Wednesday, November 20th, 2024
Poet and former National Endowment for the Arts chairman Dana Gioia has been busy. He’s just published a spate of new books: Poetry as Enchantment and Other Essays (Paul Dry Books); Dana Gioia: Poet & Critic (Mercer University Press, edited by John Zheng and Jon Parrish Peede); and last and shortest (205 pages), Weep, Shudder, Die: On Opera and Poetry, also with Paul Dry Books. He calls the last “an idiosyncratic book about the extravagant and alluring art of opera.” He also calls opera “the most intense form of poetic drama.” We couldn’t agree more.
From the Preface:
“This is a poet’s book about opera. To some people, that statement will suggest writing that is airy, impressionistic, and unreliable, but a poet also brings a practical sense of how words animate opera, lend life to imaginary characters, and give human shape to music. And a poet knows about love. There is no art that I love more than opera. I have written this book for those who, sharing the devotion, have wept in the dark of an opera house.”
He adds that “the libretto is not a shabby coat rack on which the magnificent vestments of music are hung. Operas begin with their words. Strong words inspire composers, weak words burden them. Ultimately singers embody the words to give the music a human form for the audience.”
A mutual friend of ours, poet Boris Dralyuk, author of My Hollywood and Other Poems, concurs: “As an opera lover myself, I agree with him.
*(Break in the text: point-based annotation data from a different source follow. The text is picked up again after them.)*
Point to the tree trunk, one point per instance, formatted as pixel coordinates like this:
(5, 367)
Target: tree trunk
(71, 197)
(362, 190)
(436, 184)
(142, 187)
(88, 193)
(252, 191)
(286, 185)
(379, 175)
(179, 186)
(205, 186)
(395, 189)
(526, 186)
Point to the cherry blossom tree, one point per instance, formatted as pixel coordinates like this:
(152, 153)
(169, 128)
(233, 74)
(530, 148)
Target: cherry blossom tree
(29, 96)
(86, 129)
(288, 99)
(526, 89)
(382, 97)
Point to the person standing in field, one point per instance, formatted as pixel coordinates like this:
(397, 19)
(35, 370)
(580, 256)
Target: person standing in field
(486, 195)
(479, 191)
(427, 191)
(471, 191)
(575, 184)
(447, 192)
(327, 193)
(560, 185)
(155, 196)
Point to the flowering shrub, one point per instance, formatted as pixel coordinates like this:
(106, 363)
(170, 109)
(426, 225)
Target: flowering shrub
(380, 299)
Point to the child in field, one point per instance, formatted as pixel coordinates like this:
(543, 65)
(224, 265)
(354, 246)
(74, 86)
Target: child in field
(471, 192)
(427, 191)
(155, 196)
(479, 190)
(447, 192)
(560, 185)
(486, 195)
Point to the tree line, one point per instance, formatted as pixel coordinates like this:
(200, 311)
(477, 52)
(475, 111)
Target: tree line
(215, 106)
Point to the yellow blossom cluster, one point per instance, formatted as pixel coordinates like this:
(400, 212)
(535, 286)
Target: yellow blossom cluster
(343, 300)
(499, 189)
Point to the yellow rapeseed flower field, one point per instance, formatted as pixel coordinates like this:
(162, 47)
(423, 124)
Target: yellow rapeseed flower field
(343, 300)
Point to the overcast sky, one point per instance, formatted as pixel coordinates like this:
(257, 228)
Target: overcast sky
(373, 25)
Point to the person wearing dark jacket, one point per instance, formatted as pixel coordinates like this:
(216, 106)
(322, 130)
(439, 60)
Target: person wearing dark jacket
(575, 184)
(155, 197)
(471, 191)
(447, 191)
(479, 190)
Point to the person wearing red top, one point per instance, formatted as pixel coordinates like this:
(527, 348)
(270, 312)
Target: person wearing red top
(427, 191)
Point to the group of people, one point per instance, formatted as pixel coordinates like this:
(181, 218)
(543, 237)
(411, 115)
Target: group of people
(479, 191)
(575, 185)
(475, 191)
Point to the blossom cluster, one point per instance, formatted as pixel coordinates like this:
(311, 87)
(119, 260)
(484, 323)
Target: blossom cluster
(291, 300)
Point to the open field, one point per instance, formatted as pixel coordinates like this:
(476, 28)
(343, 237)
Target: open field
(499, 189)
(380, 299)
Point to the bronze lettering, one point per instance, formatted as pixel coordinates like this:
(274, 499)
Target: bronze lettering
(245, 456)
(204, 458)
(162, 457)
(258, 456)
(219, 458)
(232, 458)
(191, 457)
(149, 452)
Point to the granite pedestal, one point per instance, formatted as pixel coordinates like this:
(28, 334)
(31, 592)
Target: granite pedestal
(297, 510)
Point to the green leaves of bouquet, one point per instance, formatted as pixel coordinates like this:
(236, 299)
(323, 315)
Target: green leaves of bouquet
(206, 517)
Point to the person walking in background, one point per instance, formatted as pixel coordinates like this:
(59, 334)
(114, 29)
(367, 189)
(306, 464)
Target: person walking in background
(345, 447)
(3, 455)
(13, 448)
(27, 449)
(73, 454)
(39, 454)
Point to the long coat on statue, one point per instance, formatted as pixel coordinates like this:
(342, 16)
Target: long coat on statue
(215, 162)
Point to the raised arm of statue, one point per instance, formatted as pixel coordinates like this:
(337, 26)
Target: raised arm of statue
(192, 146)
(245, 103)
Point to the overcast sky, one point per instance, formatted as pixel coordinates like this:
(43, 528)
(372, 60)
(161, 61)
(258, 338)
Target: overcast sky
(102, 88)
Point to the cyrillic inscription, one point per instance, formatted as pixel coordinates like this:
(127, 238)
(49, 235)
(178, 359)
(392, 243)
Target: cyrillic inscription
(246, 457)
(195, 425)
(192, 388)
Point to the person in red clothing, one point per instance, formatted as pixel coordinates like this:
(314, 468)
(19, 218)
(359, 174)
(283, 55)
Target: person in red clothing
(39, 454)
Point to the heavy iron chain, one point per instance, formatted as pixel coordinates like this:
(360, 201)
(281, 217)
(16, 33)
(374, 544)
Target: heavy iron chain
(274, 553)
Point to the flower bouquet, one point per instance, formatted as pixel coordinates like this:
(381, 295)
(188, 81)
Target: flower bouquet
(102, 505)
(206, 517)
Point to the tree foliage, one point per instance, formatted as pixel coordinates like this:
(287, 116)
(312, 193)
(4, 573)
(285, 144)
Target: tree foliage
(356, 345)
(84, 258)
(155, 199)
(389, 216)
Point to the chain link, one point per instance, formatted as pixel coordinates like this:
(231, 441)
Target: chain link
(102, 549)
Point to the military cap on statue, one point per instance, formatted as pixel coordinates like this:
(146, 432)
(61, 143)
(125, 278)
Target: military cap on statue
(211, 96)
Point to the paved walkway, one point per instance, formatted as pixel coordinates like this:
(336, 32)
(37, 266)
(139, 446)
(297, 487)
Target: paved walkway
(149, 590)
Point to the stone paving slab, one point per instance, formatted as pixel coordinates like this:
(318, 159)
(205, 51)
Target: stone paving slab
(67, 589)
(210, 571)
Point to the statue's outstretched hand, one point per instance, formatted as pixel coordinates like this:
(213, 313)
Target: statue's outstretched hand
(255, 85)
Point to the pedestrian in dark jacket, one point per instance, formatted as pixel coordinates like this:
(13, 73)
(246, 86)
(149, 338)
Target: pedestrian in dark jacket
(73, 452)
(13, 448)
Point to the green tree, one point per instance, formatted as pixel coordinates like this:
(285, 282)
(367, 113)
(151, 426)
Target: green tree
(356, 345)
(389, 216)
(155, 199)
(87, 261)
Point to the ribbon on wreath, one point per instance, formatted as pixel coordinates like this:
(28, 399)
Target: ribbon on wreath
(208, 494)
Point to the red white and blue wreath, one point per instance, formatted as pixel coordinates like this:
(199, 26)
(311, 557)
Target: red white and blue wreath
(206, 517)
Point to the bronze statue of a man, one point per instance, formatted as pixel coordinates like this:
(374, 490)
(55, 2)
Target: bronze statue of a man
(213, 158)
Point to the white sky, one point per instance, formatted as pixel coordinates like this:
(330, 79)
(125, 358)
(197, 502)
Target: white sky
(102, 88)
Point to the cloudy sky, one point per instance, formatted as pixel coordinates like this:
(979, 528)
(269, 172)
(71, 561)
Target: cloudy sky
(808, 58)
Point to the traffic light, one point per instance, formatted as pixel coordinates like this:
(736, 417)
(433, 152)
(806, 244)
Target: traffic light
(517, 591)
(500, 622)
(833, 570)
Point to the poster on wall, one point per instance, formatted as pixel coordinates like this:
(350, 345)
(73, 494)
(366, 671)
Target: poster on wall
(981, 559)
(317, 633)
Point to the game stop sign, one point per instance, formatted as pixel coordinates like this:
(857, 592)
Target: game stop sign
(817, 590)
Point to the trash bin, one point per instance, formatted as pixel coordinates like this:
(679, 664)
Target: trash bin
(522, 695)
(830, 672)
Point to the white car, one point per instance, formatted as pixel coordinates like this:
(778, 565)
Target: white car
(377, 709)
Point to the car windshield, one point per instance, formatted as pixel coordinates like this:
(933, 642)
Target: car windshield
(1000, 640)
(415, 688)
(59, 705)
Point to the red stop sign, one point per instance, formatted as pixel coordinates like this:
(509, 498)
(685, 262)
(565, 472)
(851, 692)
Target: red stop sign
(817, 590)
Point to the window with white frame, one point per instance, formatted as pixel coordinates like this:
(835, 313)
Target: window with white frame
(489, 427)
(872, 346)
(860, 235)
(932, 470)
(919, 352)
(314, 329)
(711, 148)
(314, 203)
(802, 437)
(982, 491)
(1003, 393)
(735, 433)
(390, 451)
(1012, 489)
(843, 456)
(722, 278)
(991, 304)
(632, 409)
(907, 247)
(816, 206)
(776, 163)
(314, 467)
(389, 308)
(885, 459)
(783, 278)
Especially when it comes to the way that libretti tends to be overlooked for music: “The literary elements of opera are misunderstood. There is an assumption that in opera words hardly matter, that great operas can be built on execrable texts. But the libretto is not a shabby coat rack on which the magnificent vestments of music are hung. Operas begin with their words. Strong words inspire composers, weak words burden them. Ultimately singers embody the words to give the music a human form for the audience.”
He continues: “Dana Gioia has done as much as any living poet in the last half century to restore music and drama to the increasingly tuneless and predictable realm of American verse. Now, with Weep, Shudder, Die, the fruit of a lifelong love affair with opera, he restores poetry and drama to their rightful place in the realm of classical music. Gioia argues that ‘in opera the words come first,’ but that the real gift of the medium—to poet, composer, performers, and audience—is the opportunity to collaborate in the creation and experience of a uniquely stirring work of art, a meeting of Muses like no other. This brief book is itself a showcase of critical acuity and stylistic flair, which, like the best librettos, will leave you humming long after the performance is complete.”